There’s no obvious reason right now, to expect high used-car prices to moderate significantly any time soon, probably not through the first quarter of 2022, and it could be 2025 or even later before used-vehicle supply and demand return to normal, according to Cox Automotive.
“There’s a very low probability of prices being lower than they are right now, between now and the end of tax refund season,” in 2022, said Jonathan Smoke, Cox Automotive chief economist, in a webinar Sept. 30.
And where used-vehicle prices are right now, is extraordinarily high. Through the first half of September, Cox Automotive subsidiary Manheim reported wholesale used-vehicle auction prices increased 3.6% vs. August. That was also a 24.9% increase vs. September 2020.

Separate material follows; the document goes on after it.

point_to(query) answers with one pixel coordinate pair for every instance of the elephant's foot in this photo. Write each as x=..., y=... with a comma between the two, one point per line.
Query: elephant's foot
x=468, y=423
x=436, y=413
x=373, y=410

Smoke said used-vehicle inventory is expected to remain tight for several reasons, and demand is expected to remain high.

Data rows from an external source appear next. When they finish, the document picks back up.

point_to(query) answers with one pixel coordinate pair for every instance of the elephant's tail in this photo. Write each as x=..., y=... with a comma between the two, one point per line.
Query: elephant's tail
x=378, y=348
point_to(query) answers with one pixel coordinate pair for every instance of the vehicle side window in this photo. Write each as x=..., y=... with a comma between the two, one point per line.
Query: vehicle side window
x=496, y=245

That’s true, even if the current computer chip shortage starts to improve at the tail end of 2021, as Cox Automotive expects. Any improvement there would improve the ongoing shortage of new vehicles.
In turn, the new-vehicle shortage contributes to the used-vehicle shortage in a couple of ways.
First, fewer customers are trading in their used cars towards the purchase of a new one, because they can’t find the replacement they want, or because new-vehicle prices are too high.
Second, high new-vehicle prices are driving some new-vehicle intenders to buy used instead, and that’s contributing to high used-vehicle demand.
Smoke said it could take as long as five years for supply and demand to regain the balance, and the normal seasonal ups and downs, which the coronavirus pandemic upset, starting in March of 2020. “In our planning horizon, we don’t see in the next five years, until 2025 or beyond, before we see supply substantially increase,” he said.
A big factor continues to be the sharp drop in new-vehicle production in the spring of 2020, when auto factories around the world were largely shut down, to try and contain the spread of the pandemic. That was followed by a slow restart, followed by the computer chip shortage.
That divot in the new-car production will echo for years through the used-vehicle market, like the crater in new-vehicle production associated with the Great Recession created shortages down the line, in the used-vehicle market.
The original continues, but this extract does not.